Even though I am obsessed with yoga, I think it is only the second best thing we can do for health. The best thing we can do is to have an intimate connection with nature.
Last winter we moved to one of the great yoga hubs of the world, Santa Monica, California. I taught yoga, went to yoga classes every day with talented and famous yoga instructors, got used to paying $22 for superfood smoothies and practically took out a second mortgage at the Whole Foods salad bar. Every day was full of California sunshine and palm trees, but there was an emptiness inside me and a sense of restlessness that I could not quell. One chilly December evening, my wife, two-year-old son and I drove North on Highway 1. We found a long stretch of beach that was isolated with the exception of the distant silhouette of an older woman strolling in her leopard skin coat. A reminder of our proximity to Malibu. I had surfed on Venice Beach every day and played in the parks of Santa Monica with our son daily, but those beaches were filled with a stream of cruiser bike riders, joggers and roller coasters.
There was a quietness to us that night as we watched the hazy pink marine layer softly blend into the ocean's seemingly endless horizon. I stopped and breathed deeply, not because it says to breathe deeply in a yoga text, but to replace the emptiness I felt in my chest. My heart became more inflated and I could finally pinpoint the source of my unease. I had unplugged from these experiences, my life had become too much about my laptop, my iPhone and my never ending "to-do" lists. As I exhaled tightness out of my shoulders, and I breathed in that salty air, I found myself spontaneously uttering a thank you. "Thank you, Nature. Thank you for reminding me that I am not my problems, I am not the four walls I enclose myself in but I am this infinite vastness."
I am not sure what God really is but I know we feel something powerful in the presence of nature. What is it? It can only be experienced firsthand and cannot be explained using the rational mind. This is where we get the word "mystic." There is a feeling of something powerful inside us, but what is that something? It's a mystery.

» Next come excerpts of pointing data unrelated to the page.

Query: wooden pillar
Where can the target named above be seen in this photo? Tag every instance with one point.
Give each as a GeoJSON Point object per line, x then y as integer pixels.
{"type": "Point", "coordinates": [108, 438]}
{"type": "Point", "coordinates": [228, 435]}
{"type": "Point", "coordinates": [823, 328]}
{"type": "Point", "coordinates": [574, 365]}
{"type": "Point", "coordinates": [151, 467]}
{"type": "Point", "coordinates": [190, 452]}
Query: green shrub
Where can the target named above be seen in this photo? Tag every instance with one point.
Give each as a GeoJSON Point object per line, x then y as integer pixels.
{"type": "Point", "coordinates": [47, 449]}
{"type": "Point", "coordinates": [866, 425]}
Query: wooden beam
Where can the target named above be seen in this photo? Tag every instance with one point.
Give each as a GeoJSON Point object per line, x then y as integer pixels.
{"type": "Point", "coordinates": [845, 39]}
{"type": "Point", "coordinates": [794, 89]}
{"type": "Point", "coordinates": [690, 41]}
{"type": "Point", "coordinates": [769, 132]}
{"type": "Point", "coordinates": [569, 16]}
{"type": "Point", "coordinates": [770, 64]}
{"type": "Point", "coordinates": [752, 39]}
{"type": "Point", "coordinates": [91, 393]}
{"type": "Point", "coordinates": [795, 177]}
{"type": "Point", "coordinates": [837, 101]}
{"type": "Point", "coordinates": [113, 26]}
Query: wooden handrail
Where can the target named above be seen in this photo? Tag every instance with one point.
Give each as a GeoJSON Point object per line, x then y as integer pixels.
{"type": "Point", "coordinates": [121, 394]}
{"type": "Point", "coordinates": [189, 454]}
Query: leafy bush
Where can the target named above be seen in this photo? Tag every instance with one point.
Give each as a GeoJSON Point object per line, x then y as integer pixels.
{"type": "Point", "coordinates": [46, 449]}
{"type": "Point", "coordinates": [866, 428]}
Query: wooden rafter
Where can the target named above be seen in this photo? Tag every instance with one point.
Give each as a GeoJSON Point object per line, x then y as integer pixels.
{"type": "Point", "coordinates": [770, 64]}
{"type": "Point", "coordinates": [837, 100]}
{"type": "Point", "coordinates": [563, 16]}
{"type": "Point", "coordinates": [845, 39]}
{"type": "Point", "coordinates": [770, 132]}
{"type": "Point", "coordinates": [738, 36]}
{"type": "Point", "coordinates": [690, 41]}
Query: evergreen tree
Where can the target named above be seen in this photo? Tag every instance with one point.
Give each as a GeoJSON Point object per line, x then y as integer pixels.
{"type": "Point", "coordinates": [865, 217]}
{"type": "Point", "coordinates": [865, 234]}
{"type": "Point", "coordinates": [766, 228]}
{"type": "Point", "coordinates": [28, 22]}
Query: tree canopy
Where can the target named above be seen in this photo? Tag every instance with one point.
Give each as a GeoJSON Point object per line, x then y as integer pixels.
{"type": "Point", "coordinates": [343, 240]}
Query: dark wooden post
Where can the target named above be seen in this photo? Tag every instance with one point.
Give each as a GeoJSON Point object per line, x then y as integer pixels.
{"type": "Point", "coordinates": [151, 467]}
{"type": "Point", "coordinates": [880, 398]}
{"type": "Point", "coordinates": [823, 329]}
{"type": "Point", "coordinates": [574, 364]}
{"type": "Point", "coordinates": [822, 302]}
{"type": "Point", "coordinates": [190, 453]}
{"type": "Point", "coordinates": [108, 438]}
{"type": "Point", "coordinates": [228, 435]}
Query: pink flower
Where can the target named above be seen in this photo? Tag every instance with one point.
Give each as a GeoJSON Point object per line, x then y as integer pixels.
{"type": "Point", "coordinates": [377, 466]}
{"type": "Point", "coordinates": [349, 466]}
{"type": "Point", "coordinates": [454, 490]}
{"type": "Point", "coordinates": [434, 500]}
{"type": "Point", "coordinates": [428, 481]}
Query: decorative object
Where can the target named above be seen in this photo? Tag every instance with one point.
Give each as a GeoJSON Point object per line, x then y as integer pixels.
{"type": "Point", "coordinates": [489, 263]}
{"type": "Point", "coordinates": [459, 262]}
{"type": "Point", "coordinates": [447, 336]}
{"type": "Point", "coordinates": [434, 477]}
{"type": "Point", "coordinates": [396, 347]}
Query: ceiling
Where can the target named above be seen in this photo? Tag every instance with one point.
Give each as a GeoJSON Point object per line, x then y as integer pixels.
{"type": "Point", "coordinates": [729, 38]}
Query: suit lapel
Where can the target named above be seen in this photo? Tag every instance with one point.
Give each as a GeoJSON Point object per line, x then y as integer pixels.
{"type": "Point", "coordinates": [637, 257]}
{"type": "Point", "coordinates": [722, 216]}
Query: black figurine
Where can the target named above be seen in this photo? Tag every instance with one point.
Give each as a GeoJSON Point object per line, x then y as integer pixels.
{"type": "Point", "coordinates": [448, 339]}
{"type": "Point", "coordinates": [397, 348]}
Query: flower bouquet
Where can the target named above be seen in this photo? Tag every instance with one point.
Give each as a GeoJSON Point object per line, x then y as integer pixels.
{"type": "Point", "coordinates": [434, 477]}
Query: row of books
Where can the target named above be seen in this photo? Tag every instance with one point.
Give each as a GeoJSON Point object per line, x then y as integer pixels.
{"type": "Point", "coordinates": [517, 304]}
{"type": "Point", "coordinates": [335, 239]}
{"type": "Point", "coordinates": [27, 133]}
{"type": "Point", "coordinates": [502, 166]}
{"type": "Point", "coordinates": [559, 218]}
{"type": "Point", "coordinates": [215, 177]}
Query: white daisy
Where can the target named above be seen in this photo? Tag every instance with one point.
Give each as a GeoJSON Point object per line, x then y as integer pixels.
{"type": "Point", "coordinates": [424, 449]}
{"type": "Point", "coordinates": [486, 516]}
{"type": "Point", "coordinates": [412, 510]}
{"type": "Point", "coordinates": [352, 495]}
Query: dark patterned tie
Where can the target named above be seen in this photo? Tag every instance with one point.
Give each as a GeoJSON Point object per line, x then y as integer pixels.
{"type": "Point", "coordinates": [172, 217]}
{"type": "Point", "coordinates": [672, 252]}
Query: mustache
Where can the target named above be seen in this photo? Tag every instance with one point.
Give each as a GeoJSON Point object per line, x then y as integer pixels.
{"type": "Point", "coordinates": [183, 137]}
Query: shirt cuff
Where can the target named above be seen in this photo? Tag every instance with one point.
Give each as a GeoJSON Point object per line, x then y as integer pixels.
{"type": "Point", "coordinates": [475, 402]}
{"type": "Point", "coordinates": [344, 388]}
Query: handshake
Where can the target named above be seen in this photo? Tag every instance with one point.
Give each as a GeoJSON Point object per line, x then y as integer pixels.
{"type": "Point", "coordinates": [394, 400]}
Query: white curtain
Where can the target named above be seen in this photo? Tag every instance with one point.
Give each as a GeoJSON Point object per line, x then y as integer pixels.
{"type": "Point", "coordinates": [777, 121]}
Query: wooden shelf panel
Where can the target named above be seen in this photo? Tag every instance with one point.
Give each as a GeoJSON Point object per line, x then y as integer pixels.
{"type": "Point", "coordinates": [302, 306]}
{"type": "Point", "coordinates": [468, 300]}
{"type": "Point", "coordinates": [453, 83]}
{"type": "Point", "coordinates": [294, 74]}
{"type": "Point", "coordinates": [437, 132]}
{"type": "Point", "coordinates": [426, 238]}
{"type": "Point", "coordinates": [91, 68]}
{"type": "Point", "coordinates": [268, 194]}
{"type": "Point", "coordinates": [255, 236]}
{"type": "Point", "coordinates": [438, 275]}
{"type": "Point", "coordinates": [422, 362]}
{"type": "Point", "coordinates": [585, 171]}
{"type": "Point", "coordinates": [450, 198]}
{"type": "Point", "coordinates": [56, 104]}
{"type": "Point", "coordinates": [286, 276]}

These instances I call "Nature Appreciation Moments." No phones, no computers, just complete presence and awe. Whether we look at the massive oceans or the unfathomable reaches of space, we feel small in comparison. It is hard for our egos to believe life revolves around us. The yogis wanted us to lose the prison of the ego because it blinds us to a deeper consciousness in which life is a miracle. Nature Appreciation makes us feel intimately connected to all life and gives us the greatest key to happiness, gratitude.
Nature Appreciation is the root of the spiritual experience. Most temples, shrines and churches were built in places with incredible views and so many of our great religions were founded by people who sat for long times alone in nature. The Buddha sat under the Bodhi Tree to help reach enlightenment and Jesus went to the desert.
If 40 days and 40 nights in the Judean desert or even a trip to Yosemite don't fit into your busy schedule, do the next best thing. Make time for a Nature Appreciation moment every day even if you don't leave the city. Put away your phone, step outside and find something beautiful; clouds, stars, a plant and if you are stuck, even the air you are breathing. Once you have found that object, commit to five minutes chilling and observing. My mantra is "Relax and breathe, observe and receive."
I am trying to teach my two and half year old son how to pray. I tell him it's like talking on the phone to his grandparents but through a "heart phone." Five minutes is equivalent to four sentences of an email so invest that time being "unplugged" in nature. You may just plug into something profound. Keep your bliss-factor high by having more time on the heart phone to counter the drain of the smart phone.
Frank Lloyd Wright said it best, "I believe in God, I just spell it nature."